XXXIV.
Ultime parole di un
condannato.
Quando il giudice ebbe mostrato a Francesco Perelli il
ritratto di Virginia e questi lo aveva riconosciuto, il compito dell’istruzione
del processo divenne facilissimo. L’accusato narrò per filo e per segno la
storia degli amori di sua sorella coll’assassinato, quale l’aveva risaputa dal
vicinato. Virginia venne chiamata in testimonianza.

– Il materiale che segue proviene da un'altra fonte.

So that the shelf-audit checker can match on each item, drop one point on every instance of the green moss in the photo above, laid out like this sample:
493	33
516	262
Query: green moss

Il suo incontro col
fratello fu straziante.
Ella completò le deposizioni di Francesco, senza cercare di
aggravarne la posizione, né di offendere la memoria dell’ucciso suo amante, del
quale vantò l’affezione e la nobiltà del trattamento fattole, in espiazione
della seduzione.
Francesco sbuffava d’ira, udendola parlare in favore della
vittima e diede in escandescenze feroci, facendola segno di contumelie e
vituperi ed imprecando alla sorte che non gli permetteva di uccidere pure lei,
come il suo drudo.
Questo alienò all’accusato l’animo dei giudici e Francesco
Perelli ad onta delle circostanze che attenuavano la parte del suo misfatto fu
condannato a morte, mediante strangolamento. Udì imperterrito la sentenza, ed
esortato a prepararsi ad una buona morte rispose che vi si era preparato fin
dal momento in cui aveva deliberato l’uccidere il traditore della sua famiglia,
il seduttore di sua sorella. Invitato a perdonare se voleva essere perdonato,
replicò che avrebbe perdonato se avesse potuto uccidere anche la Virginia,
perché così avrebbe cancellata l’onta di cui s’era coperta. Sollecitazioni,
preghiere, minaccie a nulla valsero. Non volle saperne di confessarsi, respinse
i confortatori e morì impenitente, movendo francamente dalla carretta ai
gradini del patibolo. Mentre stavo per buttargli il laccio al collo, si scansò
rapidamente e rivolgendosi alla folla gridò:
— Popolo impara come si vendica dei nobili e come ben si
muore vendicati.
Pochi momenti dopo era lanciato nell’eternità.